Komplizierter wurde der Streit auch deshalb, weil der Käufer das Telefon bei der Übergabe als fast wertloses Plagiat identifizierte und sich weigerte, es entgegenzunehmen. Im Prozess verlangte er vom Verkäufer Schadensersatz in Höhe der Differenz zwischen seinem Gebot und dem tatsächlichen Wert eines echten Vertu-Mobiltelefons. Damit musste der BGH auch darüber entscheiden, ob der Käufer angesichts der Produktbeschreibung und des niedrigen Startpreises überhaupt annehmen durfte, auf ein echtes Telefon zu bieten.
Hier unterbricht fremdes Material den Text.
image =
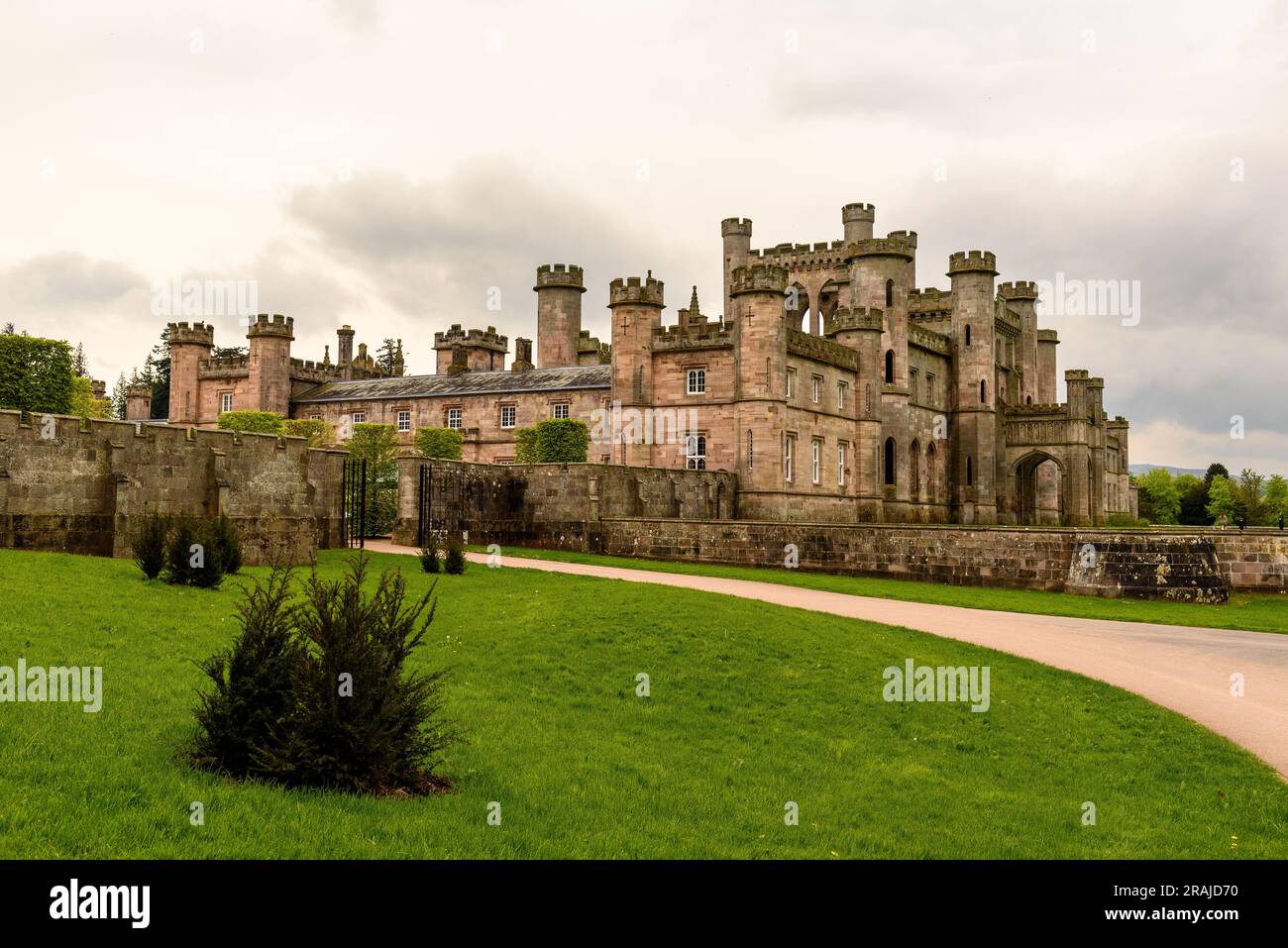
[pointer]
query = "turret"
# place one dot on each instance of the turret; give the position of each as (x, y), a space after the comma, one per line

Der Preis ist kein Indiz für eine Fälschung
Der Verkäufer hatte sich darauf berufen, das angebotene Telefon sei nicht mangelhaft, weil keine Vereinbarung über die Eigenschaft "echtes Vertu" getroffen worden sei. Angesichts des Mindestgebots von 1 Euro habe der Käufer kein Original erwarten können. Dieser Argumentation hat der BGH eine Absage erteilt. Unter den Bedingungen einer Auktion sei aus dem niedrigen Startpreis keine Aussage über die Echtheit abzuleiten.
Das überzeugt. Schließlich ist es geradezu eine eBay-Alltagserfahrung, dass auch höherwertige Gegenstände zu einem winzigen Startpreis eingestellt werden. Der Anbieter verbindet damit die Hoffnung, zunächst ein Strohfeuer niedriger Gebote zu entfachen, das dann über die Laufzeit des Angebots immer höhere Preise zur Folge hat, die günstigstenfalls gegen Ende den wirklichen Wert der Ware noch übertreffen. Diese "Küchenpsychologie der eBay-Auktion" ist allgemein verbreitet – und verbietet es vom Preis auf die Echtheit der Ware zu schließen. Alles andere wäre auch einigermaßen verwunderlich: Müsste der Kaufinteressent von vornherein davon ausgehen, eine Fälschung untergejubelt zu bekommen, wenn der Startpreis nur niedrig genug ist?
Der BGH hat den Rechtsstreit zur weiteren Tatsachenaufklärung an das zuständige Oberlandesgericht (OLG) zurückverwiesen. Dieses muss nun erneut prüfen, ob ein Bieter durch die Umstände des Kaufangebots von einem Originalprodukt ausgehen musste oder nicht. In diesem Fall stünde dem Käufer ein Schadensersatz in der Höhe der Differenz des Auktionspreises und des Wertes eines echten Handys zu. Rund 23.000 Euro. Wenigstens die Frage nach dem Wucher darf aber jedenfalls jetzt schon als höchstrichterlich entschieden gelten.
Prof. Dr. Roland Schimmel ist Rechtsanwalt in Frankfurt am Main und lehrt Privatrecht u.a. an der Hochschule Bonn-Rhein-Sieg.